The constitution and other laws and policies protect religious freedom.
The Ministry of Home Affairs has a nominal policy-making role concerning religion. It characterizes its role as keeping a balance between constitutionally protected rights of religious freedom, free speech, and free expression on the one hand and maintaining public order on the other. All religious institutions are required to register with the government, but there were no reports registration was denied to any group.
In general the government does not subsidize religious groups. However, several schools and health services were built and continue to be operated by religious organizations. There are schools sponsored by the Catholic Church, the Anglican Church of Melanesia, the United Church, the South Seas Evangelical Church, and the Seventh-day Adventist Church. After attaining independence, the government recognized that it had neither the funds nor the personnel to take over these institutions and agreed instead to subsidize their operations.

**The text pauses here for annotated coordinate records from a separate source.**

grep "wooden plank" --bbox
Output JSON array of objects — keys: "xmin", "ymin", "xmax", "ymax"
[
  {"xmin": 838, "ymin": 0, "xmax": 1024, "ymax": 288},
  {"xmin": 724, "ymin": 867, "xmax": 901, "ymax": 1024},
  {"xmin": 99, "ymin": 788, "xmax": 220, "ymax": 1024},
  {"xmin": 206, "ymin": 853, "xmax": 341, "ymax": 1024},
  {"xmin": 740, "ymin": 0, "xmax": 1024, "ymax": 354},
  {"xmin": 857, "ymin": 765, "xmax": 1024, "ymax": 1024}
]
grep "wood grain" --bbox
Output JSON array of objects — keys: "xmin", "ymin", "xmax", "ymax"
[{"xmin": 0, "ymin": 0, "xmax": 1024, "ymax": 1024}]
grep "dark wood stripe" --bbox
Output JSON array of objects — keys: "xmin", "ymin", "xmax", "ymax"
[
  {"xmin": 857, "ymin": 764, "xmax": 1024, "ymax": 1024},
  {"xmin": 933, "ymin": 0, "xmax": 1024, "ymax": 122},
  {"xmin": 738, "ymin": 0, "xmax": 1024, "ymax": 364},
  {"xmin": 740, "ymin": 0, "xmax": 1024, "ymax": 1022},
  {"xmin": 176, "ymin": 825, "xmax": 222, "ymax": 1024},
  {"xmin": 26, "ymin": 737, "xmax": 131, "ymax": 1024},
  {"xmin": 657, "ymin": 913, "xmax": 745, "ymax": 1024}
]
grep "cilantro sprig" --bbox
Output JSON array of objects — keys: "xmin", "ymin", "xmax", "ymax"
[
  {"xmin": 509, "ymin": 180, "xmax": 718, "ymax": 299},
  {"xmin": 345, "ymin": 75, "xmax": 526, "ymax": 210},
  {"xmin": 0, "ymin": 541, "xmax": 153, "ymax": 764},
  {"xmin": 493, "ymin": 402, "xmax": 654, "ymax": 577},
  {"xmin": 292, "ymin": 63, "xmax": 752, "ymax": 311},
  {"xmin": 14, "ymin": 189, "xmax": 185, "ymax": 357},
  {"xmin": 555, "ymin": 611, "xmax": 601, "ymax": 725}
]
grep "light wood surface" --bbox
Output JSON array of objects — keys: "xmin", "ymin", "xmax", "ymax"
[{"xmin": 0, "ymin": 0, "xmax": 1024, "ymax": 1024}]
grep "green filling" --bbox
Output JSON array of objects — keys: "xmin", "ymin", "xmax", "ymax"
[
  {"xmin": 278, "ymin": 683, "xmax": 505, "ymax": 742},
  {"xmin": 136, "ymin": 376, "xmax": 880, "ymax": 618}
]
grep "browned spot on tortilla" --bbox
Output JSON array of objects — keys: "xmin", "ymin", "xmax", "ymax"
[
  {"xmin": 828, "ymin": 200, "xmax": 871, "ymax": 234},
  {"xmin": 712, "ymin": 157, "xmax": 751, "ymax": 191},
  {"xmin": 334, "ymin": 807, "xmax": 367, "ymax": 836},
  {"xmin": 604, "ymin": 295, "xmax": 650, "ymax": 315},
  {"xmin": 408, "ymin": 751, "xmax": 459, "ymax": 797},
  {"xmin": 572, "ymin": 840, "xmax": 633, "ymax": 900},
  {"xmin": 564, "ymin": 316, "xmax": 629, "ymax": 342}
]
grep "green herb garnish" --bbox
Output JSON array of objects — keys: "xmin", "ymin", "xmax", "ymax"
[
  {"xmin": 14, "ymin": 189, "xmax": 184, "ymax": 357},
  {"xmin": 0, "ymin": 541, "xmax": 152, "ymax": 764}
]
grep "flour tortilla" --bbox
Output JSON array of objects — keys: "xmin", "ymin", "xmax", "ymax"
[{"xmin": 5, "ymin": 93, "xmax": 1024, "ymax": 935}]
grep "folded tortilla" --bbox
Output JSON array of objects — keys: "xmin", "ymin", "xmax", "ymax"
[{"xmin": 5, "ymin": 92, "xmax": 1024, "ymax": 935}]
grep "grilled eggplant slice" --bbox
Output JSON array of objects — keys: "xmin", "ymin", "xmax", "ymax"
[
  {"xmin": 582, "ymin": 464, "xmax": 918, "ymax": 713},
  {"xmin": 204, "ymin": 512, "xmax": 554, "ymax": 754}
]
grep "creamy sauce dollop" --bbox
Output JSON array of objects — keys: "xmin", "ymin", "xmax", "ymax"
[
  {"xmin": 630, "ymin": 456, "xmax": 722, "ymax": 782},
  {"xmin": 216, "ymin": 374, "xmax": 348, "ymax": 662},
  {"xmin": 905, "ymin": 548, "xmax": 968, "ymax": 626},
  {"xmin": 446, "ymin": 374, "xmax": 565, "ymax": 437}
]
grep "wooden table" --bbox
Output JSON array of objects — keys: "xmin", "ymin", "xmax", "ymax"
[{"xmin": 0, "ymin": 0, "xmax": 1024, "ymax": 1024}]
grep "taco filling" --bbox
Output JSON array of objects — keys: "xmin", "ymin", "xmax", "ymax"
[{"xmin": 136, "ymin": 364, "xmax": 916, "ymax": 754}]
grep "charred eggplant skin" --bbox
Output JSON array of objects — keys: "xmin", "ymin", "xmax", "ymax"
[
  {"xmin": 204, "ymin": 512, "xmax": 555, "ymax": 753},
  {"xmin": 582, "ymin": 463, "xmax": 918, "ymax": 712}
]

The public school curriculum includes an hour of daily religious instruction, the content of which is agreed upon by the five Christian churches. Students whose parents do not wish them to attend the class are excused. The government subsidizes church schools only if they align their curricula with governmental criteria. Non-Christian religious instruction may be taught in the schools for practitioners of other religions, if they request it.
Government oaths of office customarily are taken on the Bible. The constitution forbids religious tests for public office.
The government observes the following religious holidays as national holidays: Good Friday, Easter Monday, Whit Monday, and Christmas.